Wednesday, September 1, 2010

An honor killing by any other name

I had not realized there was some debate about what to call "honor killings." I have been awakened out of my ignorance thanks to UC Berkeley grad student Rochelle Terman and the Muslim World Journal of Human Rights.

From her recent article, To Specify or Single Out: Should We Use the Term "Honor Killing"?:

While some aver that the term honor killing is an appropriate description of a unique and particular crime, others deem it as rather a racist and misleading phrase used to promote violent stereotypes of particular communities, particularly Muslim minorities in North America and Europe.

I recommend Ms. Terman and her colleagues to read some Turkish newspapers and also debate the naming of such phenomena as "rage killings" and "provocation rapes".

Honor killings against women, at least as understood in Turkey, come in two kinds: In the spontaneous case, a male who is involved with a female, for example her brother or her husband, is so perturbed by the "promiscuous" behavior of the female that he attacks and kills the female and anybody else who happens to be around.

In the more planned cases, a family council, consisting of the older men and women in the family, get together and assign one or more male members of the family the duty of clearing their honor by killing a female relative whose behavior is seen as staining the family's honor. If the woman's "crime" is to have been seen with or have had sex with a male who is not her husband, that man might also be targeted (in which case, the crime usually starts a blood feud between the families).

It is important to note that judges sometimes give (or, used to give, I do not follow this stuff closely) more lenient sentences to defendants for the crime of a spontaneous honor killing than murder — treating it somewhat like manslaughter.

Woman kills own daughter so her son does not have to

Here is an example of a premeditated honor killing I found using a simple web search: A Turkish woman who killed her own daughter so that her son would not have to do it to clear the family's honor. She apparently won a prize in an inmate letter-writing contest in 2007 (see news report in Turkish.)

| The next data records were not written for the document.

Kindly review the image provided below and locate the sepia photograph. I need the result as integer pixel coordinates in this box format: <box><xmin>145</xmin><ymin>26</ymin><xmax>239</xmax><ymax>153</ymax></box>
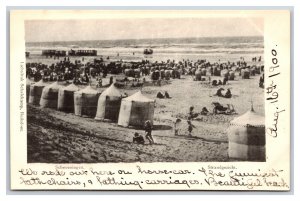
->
<box><xmin>25</xmin><ymin>16</ymin><xmax>265</xmax><ymax>163</ymax></box>
<box><xmin>10</xmin><ymin>10</ymin><xmax>291</xmax><ymax>191</ymax></box>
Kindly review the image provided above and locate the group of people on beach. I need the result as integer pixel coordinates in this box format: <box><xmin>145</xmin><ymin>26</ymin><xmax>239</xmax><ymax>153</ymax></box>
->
<box><xmin>132</xmin><ymin>118</ymin><xmax>196</xmax><ymax>146</ymax></box>
<box><xmin>174</xmin><ymin>118</ymin><xmax>195</xmax><ymax>137</ymax></box>
<box><xmin>156</xmin><ymin>91</ymin><xmax>171</xmax><ymax>99</ymax></box>
<box><xmin>27</xmin><ymin>53</ymin><xmax>263</xmax><ymax>87</ymax></box>
<box><xmin>215</xmin><ymin>88</ymin><xmax>232</xmax><ymax>98</ymax></box>
<box><xmin>132</xmin><ymin>120</ymin><xmax>155</xmax><ymax>145</ymax></box>
<box><xmin>27</xmin><ymin>54</ymin><xmax>263</xmax><ymax>146</ymax></box>
<box><xmin>132</xmin><ymin>106</ymin><xmax>200</xmax><ymax>145</ymax></box>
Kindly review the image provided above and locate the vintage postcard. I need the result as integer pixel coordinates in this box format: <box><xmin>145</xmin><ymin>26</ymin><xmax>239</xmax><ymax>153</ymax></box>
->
<box><xmin>10</xmin><ymin>10</ymin><xmax>290</xmax><ymax>190</ymax></box>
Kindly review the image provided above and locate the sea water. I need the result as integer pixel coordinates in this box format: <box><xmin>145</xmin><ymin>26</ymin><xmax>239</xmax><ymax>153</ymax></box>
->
<box><xmin>26</xmin><ymin>36</ymin><xmax>264</xmax><ymax>63</ymax></box>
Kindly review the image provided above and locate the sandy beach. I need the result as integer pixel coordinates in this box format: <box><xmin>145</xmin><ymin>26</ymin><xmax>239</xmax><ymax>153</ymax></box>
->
<box><xmin>27</xmin><ymin>70</ymin><xmax>264</xmax><ymax>163</ymax></box>
<box><xmin>25</xmin><ymin>35</ymin><xmax>265</xmax><ymax>163</ymax></box>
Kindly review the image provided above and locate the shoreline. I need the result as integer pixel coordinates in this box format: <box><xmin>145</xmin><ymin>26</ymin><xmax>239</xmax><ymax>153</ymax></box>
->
<box><xmin>26</xmin><ymin>53</ymin><xmax>264</xmax><ymax>66</ymax></box>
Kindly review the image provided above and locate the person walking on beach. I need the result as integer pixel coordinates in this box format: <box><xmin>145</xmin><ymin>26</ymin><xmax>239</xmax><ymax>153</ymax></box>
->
<box><xmin>188</xmin><ymin>106</ymin><xmax>198</xmax><ymax>120</ymax></box>
<box><xmin>187</xmin><ymin>120</ymin><xmax>195</xmax><ymax>136</ymax></box>
<box><xmin>144</xmin><ymin>120</ymin><xmax>154</xmax><ymax>144</ymax></box>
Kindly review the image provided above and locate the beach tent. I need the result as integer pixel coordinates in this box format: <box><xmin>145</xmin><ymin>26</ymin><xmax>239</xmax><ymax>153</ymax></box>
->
<box><xmin>95</xmin><ymin>84</ymin><xmax>122</xmax><ymax>121</ymax></box>
<box><xmin>178</xmin><ymin>68</ymin><xmax>183</xmax><ymax>75</ymax></box>
<box><xmin>241</xmin><ymin>69</ymin><xmax>250</xmax><ymax>79</ymax></box>
<box><xmin>40</xmin><ymin>82</ymin><xmax>62</xmax><ymax>109</ymax></box>
<box><xmin>190</xmin><ymin>67</ymin><xmax>196</xmax><ymax>75</ymax></box>
<box><xmin>164</xmin><ymin>70</ymin><xmax>171</xmax><ymax>80</ymax></box>
<box><xmin>228</xmin><ymin>71</ymin><xmax>235</xmax><ymax>80</ymax></box>
<box><xmin>26</xmin><ymin>78</ymin><xmax>34</xmax><ymax>102</ymax></box>
<box><xmin>171</xmin><ymin>69</ymin><xmax>180</xmax><ymax>79</ymax></box>
<box><xmin>150</xmin><ymin>70</ymin><xmax>160</xmax><ymax>80</ymax></box>
<box><xmin>221</xmin><ymin>69</ymin><xmax>229</xmax><ymax>78</ymax></box>
<box><xmin>118</xmin><ymin>91</ymin><xmax>155</xmax><ymax>127</ymax></box>
<box><xmin>250</xmin><ymin>67</ymin><xmax>256</xmax><ymax>76</ymax></box>
<box><xmin>227</xmin><ymin>108</ymin><xmax>265</xmax><ymax>161</ymax></box>
<box><xmin>124</xmin><ymin>69</ymin><xmax>134</xmax><ymax>77</ymax></box>
<box><xmin>145</xmin><ymin>67</ymin><xmax>150</xmax><ymax>75</ymax></box>
<box><xmin>160</xmin><ymin>69</ymin><xmax>165</xmax><ymax>79</ymax></box>
<box><xmin>154</xmin><ymin>70</ymin><xmax>160</xmax><ymax>80</ymax></box>
<box><xmin>195</xmin><ymin>69</ymin><xmax>202</xmax><ymax>81</ymax></box>
<box><xmin>134</xmin><ymin>69</ymin><xmax>141</xmax><ymax>78</ymax></box>
<box><xmin>213</xmin><ymin>67</ymin><xmax>221</xmax><ymax>76</ymax></box>
<box><xmin>255</xmin><ymin>67</ymin><xmax>261</xmax><ymax>75</ymax></box>
<box><xmin>74</xmin><ymin>85</ymin><xmax>100</xmax><ymax>117</ymax></box>
<box><xmin>28</xmin><ymin>79</ymin><xmax>48</xmax><ymax>105</ymax></box>
<box><xmin>57</xmin><ymin>83</ymin><xmax>79</xmax><ymax>112</ymax></box>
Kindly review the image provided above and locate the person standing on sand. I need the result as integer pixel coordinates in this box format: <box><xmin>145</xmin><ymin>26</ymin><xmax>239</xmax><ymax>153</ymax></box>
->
<box><xmin>97</xmin><ymin>78</ymin><xmax>102</xmax><ymax>87</ymax></box>
<box><xmin>187</xmin><ymin>120</ymin><xmax>195</xmax><ymax>136</ymax></box>
<box><xmin>144</xmin><ymin>120</ymin><xmax>154</xmax><ymax>144</ymax></box>
<box><xmin>109</xmin><ymin>76</ymin><xmax>114</xmax><ymax>86</ymax></box>
<box><xmin>188</xmin><ymin>106</ymin><xmax>197</xmax><ymax>120</ymax></box>
<box><xmin>174</xmin><ymin>118</ymin><xmax>181</xmax><ymax>136</ymax></box>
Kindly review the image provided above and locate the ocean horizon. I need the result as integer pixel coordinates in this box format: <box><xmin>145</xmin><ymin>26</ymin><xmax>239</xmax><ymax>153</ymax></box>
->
<box><xmin>26</xmin><ymin>36</ymin><xmax>264</xmax><ymax>62</ymax></box>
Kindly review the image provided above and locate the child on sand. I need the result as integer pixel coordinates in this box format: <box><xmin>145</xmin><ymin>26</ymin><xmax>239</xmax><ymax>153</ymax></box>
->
<box><xmin>187</xmin><ymin>120</ymin><xmax>195</xmax><ymax>136</ymax></box>
<box><xmin>174</xmin><ymin>118</ymin><xmax>181</xmax><ymax>136</ymax></box>
<box><xmin>144</xmin><ymin>120</ymin><xmax>154</xmax><ymax>144</ymax></box>
<box><xmin>133</xmin><ymin>132</ymin><xmax>145</xmax><ymax>145</ymax></box>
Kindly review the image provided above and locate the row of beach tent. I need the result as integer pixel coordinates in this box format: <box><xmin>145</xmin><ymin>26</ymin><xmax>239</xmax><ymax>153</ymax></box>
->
<box><xmin>26</xmin><ymin>79</ymin><xmax>155</xmax><ymax>127</ymax></box>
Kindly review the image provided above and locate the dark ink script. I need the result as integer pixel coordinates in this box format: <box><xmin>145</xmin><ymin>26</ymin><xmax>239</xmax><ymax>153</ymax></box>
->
<box><xmin>17</xmin><ymin>165</ymin><xmax>289</xmax><ymax>190</ymax></box>
<box><xmin>266</xmin><ymin>46</ymin><xmax>285</xmax><ymax>137</ymax></box>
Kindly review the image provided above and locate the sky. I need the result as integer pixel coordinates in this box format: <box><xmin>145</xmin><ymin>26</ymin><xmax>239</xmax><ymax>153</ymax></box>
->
<box><xmin>25</xmin><ymin>18</ymin><xmax>263</xmax><ymax>42</ymax></box>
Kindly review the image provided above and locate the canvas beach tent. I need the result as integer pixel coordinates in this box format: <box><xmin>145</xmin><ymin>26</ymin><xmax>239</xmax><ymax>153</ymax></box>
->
<box><xmin>40</xmin><ymin>81</ymin><xmax>62</xmax><ymax>109</ymax></box>
<box><xmin>227</xmin><ymin>107</ymin><xmax>265</xmax><ymax>161</ymax></box>
<box><xmin>95</xmin><ymin>84</ymin><xmax>122</xmax><ymax>121</ymax></box>
<box><xmin>241</xmin><ymin>68</ymin><xmax>250</xmax><ymax>79</ymax></box>
<box><xmin>228</xmin><ymin>70</ymin><xmax>235</xmax><ymax>80</ymax></box>
<box><xmin>201</xmin><ymin>68</ymin><xmax>207</xmax><ymax>76</ymax></box>
<box><xmin>213</xmin><ymin>67</ymin><xmax>221</xmax><ymax>76</ymax></box>
<box><xmin>221</xmin><ymin>69</ymin><xmax>229</xmax><ymax>78</ymax></box>
<box><xmin>195</xmin><ymin>69</ymin><xmax>202</xmax><ymax>81</ymax></box>
<box><xmin>26</xmin><ymin>78</ymin><xmax>34</xmax><ymax>102</ymax></box>
<box><xmin>57</xmin><ymin>83</ymin><xmax>80</xmax><ymax>113</ymax></box>
<box><xmin>28</xmin><ymin>79</ymin><xmax>48</xmax><ymax>105</ymax></box>
<box><xmin>118</xmin><ymin>91</ymin><xmax>155</xmax><ymax>127</ymax></box>
<box><xmin>74</xmin><ymin>85</ymin><xmax>100</xmax><ymax>117</ymax></box>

It looks like the actual crime happened in 2005.

Serpil U adlı kadın, evli ve 1 çocuk annesi kızı Verda B (24) ile başka erkeklerle ilişkisi olduğu gerekçesiyle tartışmaya başladı. Tartışmanın büyümesi üzerine Serpil U, kızı Verda B'u bıçakladı. Verda B olay yerinde hayatını kaybederken, anne Serpil U, polisi arayarak kızını öldürdüğünü bildirdi.

Serpil U had an argument with her 24 year old daughter Verda B who herself was married and a mother of one. The cause of the argument was Verda's "relations" with other men. The argument got out of hand. Serpil U stabbed her daughter Verda B. Verda B died on the scene. Mother Serpil U then called the police and reported that she had killed her daughter.

The latter news story mentions that the mother was convicted of premeditated murder and planned the whole thing so that her son would not have to go to prison.

In fact, the term used for such killings in Turkish is namus cinayeti. While namus is usually translated as honor, honor is just a subset of its meaning.

Notwithstanding Ms. Terman's observation that:

there is a trend among advocacy organizations in the North American and European Diaspora to avoid, ignore, or rebuke the term honor killings as a misleading label that is racist, xenophobic, and/or harmful to Muslim populations.

and regardless of what the Diaspora wants us to call such crimes, they are ugly and there is no reason for them to be tolerated or treated as anything other than premeditated murder.

PS: I did not actually read Ms. Terman's paper. I do not intend to. My reaction is based on reading the abstract and thinking Sheeesh!

1 comment:

  1. There are other categories of "honor killing". For instance, among Arabs, a female who has been raped is contaminated. Her presence defiles the family's "ird", which AIUI is more precisely translated as "purity" rather than "honor". Her death removes the contamination. This is regardless of the female's culpability.

    Another category appears in cases where a female defies the control of the family - by refusing an arranged marriage, or marrying in spite of family prohibition. In 2000, a Canadian Sikh woman was murdered in India at the order of her mother in Vancouver.

    http://snipurl.com/11705r

    This also happens a lot with Pakistanis.